Lauren se inclinó por encima de Paul para abrirle la puerta. El la miró, sorprendido.
– Es usted quien vive aquí, no yo -le dijo.
– Lo sé -contestó ella-, pero el que se baja es usted, yo he cambiado de destino.
– ¿Adonde va? -quiso saber Paul, inquieto, mientras salía del taxi.
La puerta se volvió a cerrar y el taxi desapareció por Green Street.
– Y yo, ¿puedo saber adonde vamos, señorita? -preguntó el chofer.
– Al mismo sitio del que venimos -contestó Lauren.
La señora Morrison había escondido a Pablo en su bolso para atravesar el vestíbulo del hospital. El perrito se instaló en las rodillas de Arthur. En la pantalla del televisor que estaba colgado de la pared, Scarlett O'Hara descendía los peldaños de una gran escalinata y Pablo, encima de la cama, meneó el rabo.

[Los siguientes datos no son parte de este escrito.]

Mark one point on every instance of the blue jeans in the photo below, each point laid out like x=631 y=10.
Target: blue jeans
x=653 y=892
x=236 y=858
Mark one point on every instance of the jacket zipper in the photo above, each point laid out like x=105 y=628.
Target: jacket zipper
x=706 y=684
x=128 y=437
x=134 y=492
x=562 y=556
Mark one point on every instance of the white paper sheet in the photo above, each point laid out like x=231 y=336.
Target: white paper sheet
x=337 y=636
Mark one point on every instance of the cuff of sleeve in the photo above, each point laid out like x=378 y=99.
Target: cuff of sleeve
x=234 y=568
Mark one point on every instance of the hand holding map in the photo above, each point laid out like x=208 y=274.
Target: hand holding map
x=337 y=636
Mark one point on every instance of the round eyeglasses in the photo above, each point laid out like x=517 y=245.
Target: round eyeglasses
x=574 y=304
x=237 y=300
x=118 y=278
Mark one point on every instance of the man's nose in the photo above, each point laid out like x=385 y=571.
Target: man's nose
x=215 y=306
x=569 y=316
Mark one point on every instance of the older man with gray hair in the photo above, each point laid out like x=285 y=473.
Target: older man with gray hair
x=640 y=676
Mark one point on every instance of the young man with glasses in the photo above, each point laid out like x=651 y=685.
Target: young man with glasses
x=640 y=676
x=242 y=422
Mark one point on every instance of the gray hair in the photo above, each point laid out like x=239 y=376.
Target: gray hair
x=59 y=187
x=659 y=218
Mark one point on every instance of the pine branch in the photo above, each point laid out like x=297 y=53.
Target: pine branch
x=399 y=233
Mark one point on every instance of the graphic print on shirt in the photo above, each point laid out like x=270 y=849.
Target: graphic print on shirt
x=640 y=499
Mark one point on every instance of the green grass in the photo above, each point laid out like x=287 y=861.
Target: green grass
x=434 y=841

En cuanto Rhett Butler entró en la casa y se aproximó a la señorita Scarlett, el perrito se irguió sobre sus patas traseras y se puso a gruñir.
– Nunca lo había visto en este estado -comentó Arthur.
– Sí, a mí también me sorprende: el libro no le gustó nada -replicó Rose.
Scarlett miraba a Rhett, desafiante, cuando sonó el teléfono. Arthur descolgó sin apartar la vista de la película.
– ¿Te molesto? -preguntó Paul con voz temblorosa.
– Lo siento, no puedo hablar ahora, estoy con los médicos, ya te llamaré.
Y Arthur volvió a colgar, dejando a Paul, solo, en mitad de Green Street.
– ¡Mierda! -exclamó este último mientras bajaba caminando por Green Street con las manos en los bolsillos.
La película de los diez Óscars acababa de terminar. La señora Morrison hizo entrar a Pablo en el bolso y le prometió a Arthur que volvería a visitarle muy pronto.
– No se moleste, saldré dentro de unos días.
Al salir, Rose se cruzó por el pasillo con una interna que avanzaba en sentido inverso con paso apresurado. ¿Dónde la había visto antes?